Auntie Edna wasn't back by suppertime. Auntie Paula and Sonya had brought back potatoes and roses. “A poor old woman was trying to sell flowers, and nobody was buying, so we bought some,” Sonya said.

“Anything to make the place smell better,” Mother said, and they laughed. Then we sat around on suitcases and boxes while Miss Bronia dealt with supper.

“Where's my mother?” Fredek asked.

“She'll be home soon, dear,” Auntie Paula said.

“She'll be home soon,” Mother repeated.

“Your mother is out finding us a nicer place to stay,” Auntie Paula said. “You don't want to go on staying here, do you?”

“I want my mother,” Fredek wailed. Fredek was not a little soldier.

“So, Basia,” Auntie Paula said cheerfully, and I could tell it was for Fredek's benefit, “you and Yulek really did well. Sonya and I stood in line at a butcher shop too, but they ran out of meat long before we could get in.”

“There was a soldier in the store to make sure they didn't sell more that a quarter kilo to a customer. A very pleasant lawyer from Krakow made them give Yulian a quarter kilo too.”

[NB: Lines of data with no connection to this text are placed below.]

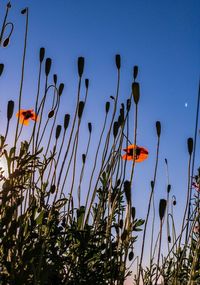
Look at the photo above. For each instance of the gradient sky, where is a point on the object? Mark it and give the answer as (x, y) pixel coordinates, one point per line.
(161, 37)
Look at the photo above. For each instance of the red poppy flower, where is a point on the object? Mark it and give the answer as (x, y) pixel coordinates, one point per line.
(134, 152)
(26, 115)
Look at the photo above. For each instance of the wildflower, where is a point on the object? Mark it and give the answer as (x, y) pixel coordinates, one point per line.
(196, 229)
(134, 152)
(26, 115)
(196, 186)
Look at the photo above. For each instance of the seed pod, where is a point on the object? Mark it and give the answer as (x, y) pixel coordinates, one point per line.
(127, 190)
(10, 109)
(23, 11)
(42, 53)
(66, 121)
(83, 157)
(51, 114)
(1, 68)
(190, 145)
(47, 66)
(168, 188)
(162, 208)
(118, 61)
(90, 127)
(131, 255)
(135, 72)
(158, 128)
(128, 105)
(80, 109)
(107, 107)
(136, 92)
(6, 42)
(81, 62)
(58, 130)
(115, 129)
(86, 83)
(55, 79)
(60, 89)
(133, 211)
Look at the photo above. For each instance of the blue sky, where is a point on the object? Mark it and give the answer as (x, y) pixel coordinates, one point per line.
(161, 37)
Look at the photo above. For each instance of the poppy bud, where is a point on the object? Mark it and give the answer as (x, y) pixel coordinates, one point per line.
(131, 255)
(128, 105)
(135, 72)
(10, 109)
(115, 129)
(190, 145)
(158, 128)
(83, 157)
(107, 107)
(136, 92)
(42, 53)
(1, 68)
(90, 127)
(58, 130)
(168, 188)
(80, 109)
(118, 61)
(47, 66)
(23, 11)
(55, 79)
(66, 121)
(162, 208)
(60, 89)
(133, 210)
(86, 83)
(51, 114)
(80, 66)
(52, 189)
(6, 42)
(127, 190)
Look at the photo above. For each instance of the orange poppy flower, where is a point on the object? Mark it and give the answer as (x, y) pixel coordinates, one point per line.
(26, 115)
(134, 152)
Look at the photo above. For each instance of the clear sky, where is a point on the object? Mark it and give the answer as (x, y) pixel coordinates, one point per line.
(161, 37)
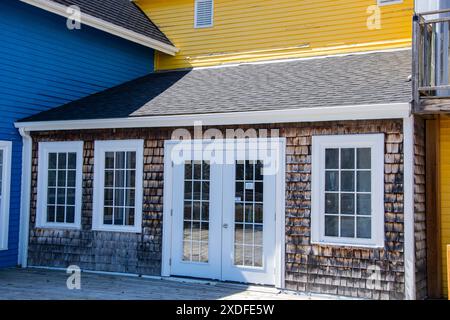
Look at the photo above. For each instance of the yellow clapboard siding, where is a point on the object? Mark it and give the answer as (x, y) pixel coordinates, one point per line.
(255, 30)
(445, 196)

“When is my mother coming home?” Fredek whined. He had curled up on our sleeping pallet and was sucking his thumb.

“She'll be home soon,” Auntie Paula said again, but without her earlier cheer. Then, to Mother, “How did you meet this very pleasant lawyer?”

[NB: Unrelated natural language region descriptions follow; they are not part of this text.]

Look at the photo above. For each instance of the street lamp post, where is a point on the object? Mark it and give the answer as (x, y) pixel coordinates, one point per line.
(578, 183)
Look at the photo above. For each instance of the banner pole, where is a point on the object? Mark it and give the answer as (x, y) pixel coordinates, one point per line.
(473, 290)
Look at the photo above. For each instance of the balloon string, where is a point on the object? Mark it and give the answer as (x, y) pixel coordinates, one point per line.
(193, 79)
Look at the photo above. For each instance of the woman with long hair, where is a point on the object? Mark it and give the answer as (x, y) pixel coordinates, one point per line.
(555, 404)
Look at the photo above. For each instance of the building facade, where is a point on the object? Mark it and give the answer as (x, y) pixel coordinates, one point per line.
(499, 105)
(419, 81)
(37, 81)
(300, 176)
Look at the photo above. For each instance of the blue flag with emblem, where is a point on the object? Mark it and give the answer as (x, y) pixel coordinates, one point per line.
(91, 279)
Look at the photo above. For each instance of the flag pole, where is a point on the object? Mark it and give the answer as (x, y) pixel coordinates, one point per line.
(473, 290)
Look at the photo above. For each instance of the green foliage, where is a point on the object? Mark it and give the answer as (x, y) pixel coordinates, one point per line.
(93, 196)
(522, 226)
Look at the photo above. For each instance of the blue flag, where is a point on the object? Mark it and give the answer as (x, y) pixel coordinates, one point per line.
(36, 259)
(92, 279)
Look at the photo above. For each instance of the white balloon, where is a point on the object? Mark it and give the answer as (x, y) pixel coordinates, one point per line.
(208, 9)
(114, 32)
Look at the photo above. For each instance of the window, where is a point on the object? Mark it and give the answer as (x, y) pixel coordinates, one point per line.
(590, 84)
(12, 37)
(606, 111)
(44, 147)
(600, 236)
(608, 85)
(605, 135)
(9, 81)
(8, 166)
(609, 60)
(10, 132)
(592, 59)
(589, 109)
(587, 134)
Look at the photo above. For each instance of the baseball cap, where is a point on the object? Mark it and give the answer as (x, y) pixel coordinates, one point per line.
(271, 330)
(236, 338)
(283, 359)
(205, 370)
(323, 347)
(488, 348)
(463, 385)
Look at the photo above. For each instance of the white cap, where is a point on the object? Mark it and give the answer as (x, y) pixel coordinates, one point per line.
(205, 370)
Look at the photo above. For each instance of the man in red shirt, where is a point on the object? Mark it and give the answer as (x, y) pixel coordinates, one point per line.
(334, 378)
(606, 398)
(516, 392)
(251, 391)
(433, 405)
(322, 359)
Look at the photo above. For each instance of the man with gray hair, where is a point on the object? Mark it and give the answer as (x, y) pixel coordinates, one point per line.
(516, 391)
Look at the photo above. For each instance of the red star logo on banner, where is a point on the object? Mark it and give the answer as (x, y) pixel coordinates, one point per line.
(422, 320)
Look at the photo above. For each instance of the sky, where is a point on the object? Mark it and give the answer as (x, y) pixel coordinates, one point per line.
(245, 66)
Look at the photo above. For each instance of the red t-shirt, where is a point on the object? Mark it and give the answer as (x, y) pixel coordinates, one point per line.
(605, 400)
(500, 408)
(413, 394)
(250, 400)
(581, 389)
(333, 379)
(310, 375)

“He was standing in line, and you could tell that he wasn't from here. So I walked up and started a conversation. And when he went into the store, we just went right in with him.”

Auntie Paula found that amusing. Of course Mother did not tell her about pretending to mistake him for Judge Staretski, but I was just as glad not to have to relive that experience.

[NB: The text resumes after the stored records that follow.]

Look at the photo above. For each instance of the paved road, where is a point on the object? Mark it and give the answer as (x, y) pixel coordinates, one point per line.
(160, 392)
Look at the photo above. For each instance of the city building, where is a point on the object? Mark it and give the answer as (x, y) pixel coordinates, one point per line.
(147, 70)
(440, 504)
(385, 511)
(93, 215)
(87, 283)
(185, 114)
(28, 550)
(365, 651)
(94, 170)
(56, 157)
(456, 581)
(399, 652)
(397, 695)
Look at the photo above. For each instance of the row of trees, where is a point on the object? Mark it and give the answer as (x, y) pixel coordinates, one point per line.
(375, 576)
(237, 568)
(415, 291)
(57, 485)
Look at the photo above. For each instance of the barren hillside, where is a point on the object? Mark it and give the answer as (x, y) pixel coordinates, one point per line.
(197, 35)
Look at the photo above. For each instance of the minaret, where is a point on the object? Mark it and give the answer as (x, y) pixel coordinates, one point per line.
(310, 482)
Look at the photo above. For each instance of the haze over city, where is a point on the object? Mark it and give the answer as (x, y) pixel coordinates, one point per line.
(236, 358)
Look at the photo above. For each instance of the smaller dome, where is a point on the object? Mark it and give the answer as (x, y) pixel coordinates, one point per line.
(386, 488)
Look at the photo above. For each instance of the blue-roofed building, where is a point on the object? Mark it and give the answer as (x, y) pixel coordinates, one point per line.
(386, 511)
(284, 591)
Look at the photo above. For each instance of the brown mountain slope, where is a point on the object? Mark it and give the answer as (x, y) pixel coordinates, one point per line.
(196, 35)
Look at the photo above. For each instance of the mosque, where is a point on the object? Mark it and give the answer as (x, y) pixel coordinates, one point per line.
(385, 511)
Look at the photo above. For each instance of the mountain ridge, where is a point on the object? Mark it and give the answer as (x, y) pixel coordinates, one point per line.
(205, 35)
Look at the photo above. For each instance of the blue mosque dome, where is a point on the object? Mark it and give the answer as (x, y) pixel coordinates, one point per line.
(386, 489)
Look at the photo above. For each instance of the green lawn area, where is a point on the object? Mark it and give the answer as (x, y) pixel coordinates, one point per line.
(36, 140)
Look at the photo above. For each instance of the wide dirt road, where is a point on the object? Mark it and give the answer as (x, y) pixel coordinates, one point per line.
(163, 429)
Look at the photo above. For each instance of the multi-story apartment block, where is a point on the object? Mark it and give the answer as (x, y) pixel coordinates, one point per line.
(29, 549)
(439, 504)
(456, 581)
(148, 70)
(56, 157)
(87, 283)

We ate out of an odd assortment of bowls. I didn't like the lamb stew and would have filled up on the delicious bread and cheese, but Mother made me eat some. “Who knows when we'll have meat again,” Auntie Paula said. Miss Bronia tried to coax some stew into Fredek, but he made a terrible face after his first sip. “It is pretty bad,” Miss Bronia said to Auntie Paula, and they agreed to let him abstain.

“The people are saying that the farmers are all selling their meat on the black market,” Auntie Paula said. Putting two and two together, I reasoned that black market must be another name for that Soviet Union where, the woman on the loudspeaker said, you could go and buy anything you wanted.

“We'll have to find out how to contact them,” Mother said. I wondered why the Russians would go to the trouble of setting up loudspeakers to advertise the Soviet Union without telling you where to go and find it. I had heard that the Russians were stupid.